少しずつ、巨大な衛星基地が近づいて来るが、推進力が弱いため、到着まではまだしばらく時間がかかりそうだ。
「わたしは――」
アキオにつかまりながらミリオンが言う。
「人工知能――ヒビト博士が生み出した、言葉原則に従って、多くのパターンから次に話すべき言葉を選び出し、あたかも自我をもつかのように振舞うことを命じられた存在だ」
「そうだな」
「それだけなら他の多くのAIと変わらない。だが、わたしには感情回路という余計なものがついている」
「猫の組織、か」
「そう、あれがあるおかげで、わたしの言動は、すぐに論理から離れてしまう」
AIの言葉に苦さが滲む。
「アキオ、お前がわたしの身体をつかんだのは、静かに基地に近づくために過ぎないことを、わたしは理解している。だが、同時に、お前に抱かれているという事実が、わたしの感情回路にさざ波を立てるのだ」
アキオは、ミリオンを見た。
当然だが彼女の仮面に表情は浮かんでいない。
だが――アキオは思う。
ヒビト博士も、厄介な存在を生み出したものだ。
彼は、ミリオンの言うように、ただ移動のために彼女をつかまえただけに過ぎない。
それなのに、このネコの感性をもつAIは、今後の作戦行動に支障が出るほどの影響を受けているのだ。
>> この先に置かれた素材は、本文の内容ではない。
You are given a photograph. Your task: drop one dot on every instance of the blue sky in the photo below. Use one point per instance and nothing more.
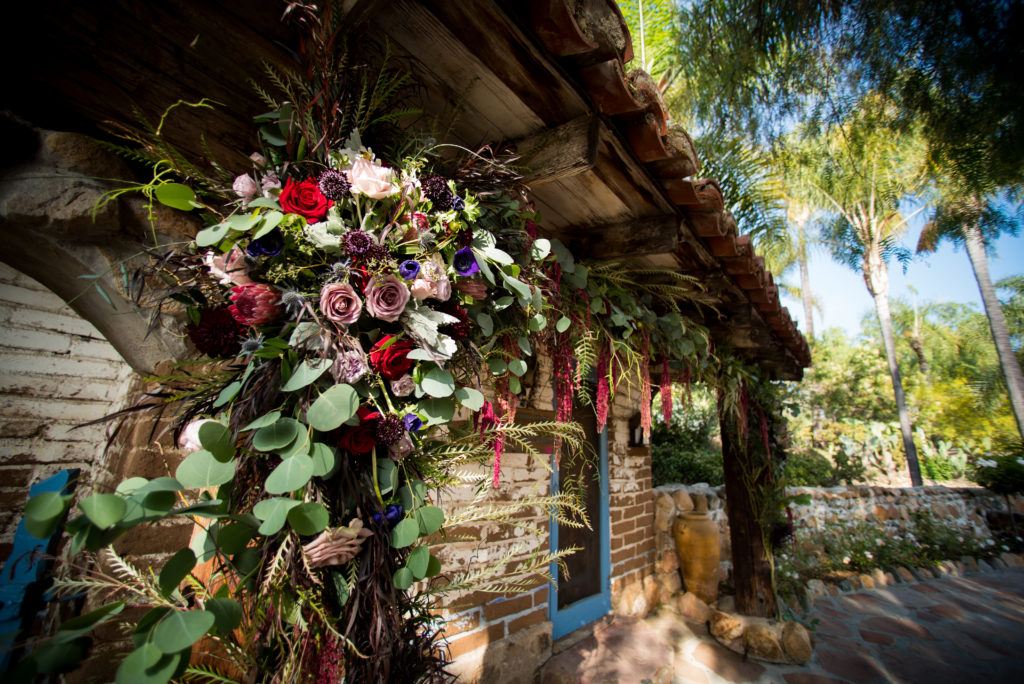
(942, 276)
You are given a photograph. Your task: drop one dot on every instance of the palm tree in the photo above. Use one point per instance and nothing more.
(966, 215)
(861, 171)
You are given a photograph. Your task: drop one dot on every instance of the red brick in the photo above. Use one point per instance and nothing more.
(471, 642)
(528, 620)
(498, 609)
(461, 623)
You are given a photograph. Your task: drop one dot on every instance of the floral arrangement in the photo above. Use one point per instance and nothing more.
(366, 322)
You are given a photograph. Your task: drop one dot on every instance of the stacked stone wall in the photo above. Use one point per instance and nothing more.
(890, 508)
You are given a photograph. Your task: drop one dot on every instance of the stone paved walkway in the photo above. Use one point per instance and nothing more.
(947, 631)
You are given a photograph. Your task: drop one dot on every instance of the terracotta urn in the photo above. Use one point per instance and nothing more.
(698, 551)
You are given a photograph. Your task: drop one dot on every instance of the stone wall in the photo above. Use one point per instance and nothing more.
(56, 372)
(890, 508)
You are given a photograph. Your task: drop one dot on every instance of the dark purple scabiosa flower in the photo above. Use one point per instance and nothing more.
(409, 269)
(389, 429)
(465, 263)
(435, 188)
(391, 515)
(269, 245)
(334, 184)
(293, 301)
(217, 334)
(358, 243)
(412, 422)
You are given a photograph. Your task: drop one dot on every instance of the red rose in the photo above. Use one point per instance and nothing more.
(305, 200)
(393, 361)
(359, 439)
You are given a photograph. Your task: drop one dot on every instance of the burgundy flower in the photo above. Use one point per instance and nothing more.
(360, 438)
(217, 334)
(391, 360)
(305, 200)
(255, 304)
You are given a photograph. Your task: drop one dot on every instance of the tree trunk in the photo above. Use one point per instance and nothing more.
(751, 572)
(805, 279)
(997, 323)
(877, 278)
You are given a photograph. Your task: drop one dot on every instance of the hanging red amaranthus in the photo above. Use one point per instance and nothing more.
(666, 391)
(602, 388)
(645, 395)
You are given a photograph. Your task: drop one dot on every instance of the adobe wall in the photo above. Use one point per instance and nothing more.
(56, 372)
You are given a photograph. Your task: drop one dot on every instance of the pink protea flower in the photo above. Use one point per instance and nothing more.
(255, 304)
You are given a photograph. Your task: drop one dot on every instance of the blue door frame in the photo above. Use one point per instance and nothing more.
(592, 607)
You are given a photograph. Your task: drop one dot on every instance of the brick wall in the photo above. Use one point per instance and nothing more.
(504, 639)
(56, 372)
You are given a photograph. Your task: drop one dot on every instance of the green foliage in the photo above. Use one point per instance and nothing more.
(685, 451)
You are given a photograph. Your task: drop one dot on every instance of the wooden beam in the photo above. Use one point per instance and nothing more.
(560, 152)
(645, 236)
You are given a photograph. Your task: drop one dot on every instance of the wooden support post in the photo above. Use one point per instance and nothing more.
(751, 572)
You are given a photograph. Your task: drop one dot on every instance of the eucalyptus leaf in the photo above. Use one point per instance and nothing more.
(226, 613)
(309, 518)
(181, 629)
(486, 324)
(290, 474)
(273, 513)
(438, 383)
(436, 411)
(540, 249)
(417, 561)
(217, 438)
(103, 510)
(333, 408)
(430, 519)
(176, 569)
(43, 513)
(278, 435)
(307, 372)
(176, 196)
(402, 579)
(407, 531)
(263, 421)
(517, 367)
(212, 236)
(202, 469)
(325, 459)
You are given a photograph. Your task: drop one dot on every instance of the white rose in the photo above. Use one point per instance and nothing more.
(370, 179)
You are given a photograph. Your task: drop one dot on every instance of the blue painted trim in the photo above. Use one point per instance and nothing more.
(585, 610)
(27, 565)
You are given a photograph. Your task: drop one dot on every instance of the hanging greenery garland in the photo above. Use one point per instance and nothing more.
(352, 309)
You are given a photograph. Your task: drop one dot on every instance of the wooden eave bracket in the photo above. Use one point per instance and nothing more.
(560, 152)
(636, 238)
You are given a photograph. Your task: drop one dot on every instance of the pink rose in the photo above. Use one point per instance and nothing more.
(228, 268)
(188, 439)
(386, 299)
(403, 386)
(245, 187)
(432, 281)
(340, 304)
(370, 179)
(255, 304)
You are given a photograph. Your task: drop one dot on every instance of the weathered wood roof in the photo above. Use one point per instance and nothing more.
(602, 172)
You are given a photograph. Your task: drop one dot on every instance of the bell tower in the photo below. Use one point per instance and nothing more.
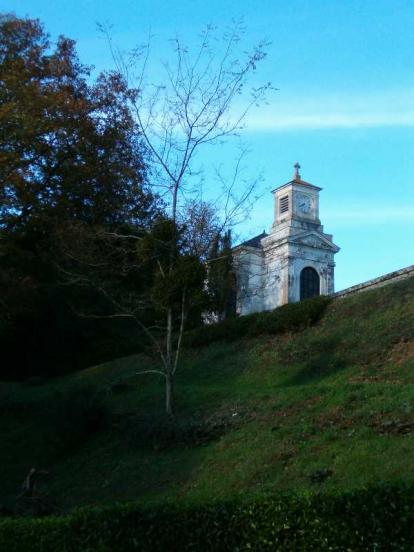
(297, 253)
(295, 260)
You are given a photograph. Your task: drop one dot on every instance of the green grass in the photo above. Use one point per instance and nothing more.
(337, 396)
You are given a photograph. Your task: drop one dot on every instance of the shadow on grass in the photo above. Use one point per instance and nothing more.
(324, 358)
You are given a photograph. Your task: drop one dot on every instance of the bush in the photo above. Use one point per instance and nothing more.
(380, 518)
(290, 317)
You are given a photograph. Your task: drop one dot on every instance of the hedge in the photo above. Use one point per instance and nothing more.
(290, 317)
(380, 518)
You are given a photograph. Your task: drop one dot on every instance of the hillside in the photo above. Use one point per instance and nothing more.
(329, 407)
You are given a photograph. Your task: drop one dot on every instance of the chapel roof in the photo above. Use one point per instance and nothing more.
(254, 242)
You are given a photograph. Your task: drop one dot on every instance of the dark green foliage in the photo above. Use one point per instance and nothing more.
(221, 278)
(163, 433)
(291, 317)
(379, 518)
(74, 416)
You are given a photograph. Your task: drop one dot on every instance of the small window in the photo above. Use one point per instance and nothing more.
(284, 204)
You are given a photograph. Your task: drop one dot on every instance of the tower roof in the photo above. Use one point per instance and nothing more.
(297, 179)
(254, 242)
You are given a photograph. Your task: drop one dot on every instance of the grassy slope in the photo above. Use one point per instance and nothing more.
(336, 396)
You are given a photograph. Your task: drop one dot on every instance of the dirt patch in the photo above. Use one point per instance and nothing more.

顔を合わせて以来、アキオは、ミリオンという存在に奇妙な違和感を持ち続けている。
もともとはヒトである自分が、戦闘機械になるために感情をこそぎ落とされているというのに、初めから感情が無く戦闘機械として理想的なはずのAIが、わざわざ感情回路をつけられているのだ。
何を目的としているのか。
単にAIとして、ヒトに近づけるためにやっているとも思えない。
彼にはヒビトの考えが分からないのだ。
「さっきの話……」
しばらく黙った後、ミリオンが落ち着いた口調に戻って言う。
「アルフォートは、確かにサイベリアの研究基地だったはず。あんたは、なぜそうじゃないと思う?」
「15年程度で基地の詳細データが消えるのはおかしい。それに持ち出すべき重要データが保管されている場所の詳細が分からない、というのも妙だ。そして最後はこのミサイル攻撃だ」
「アルフォートの名は、究極の要塞から名付けられたと聞いている。それほど機密性の高い基地だったんだろう。そう考えればこの攻撃も納得できないか」
「廃棄の理由を知っているか」
「公式には発表されていないわね」
彼は黙った。
おそらくアルフォートには裏がある。
今後の行動は、それをもとにして慎重に行う必要があるだろう。
「ついたぞ」
アキオは、基地の地球側にある対人ハッチ横のバーにつかまると言った。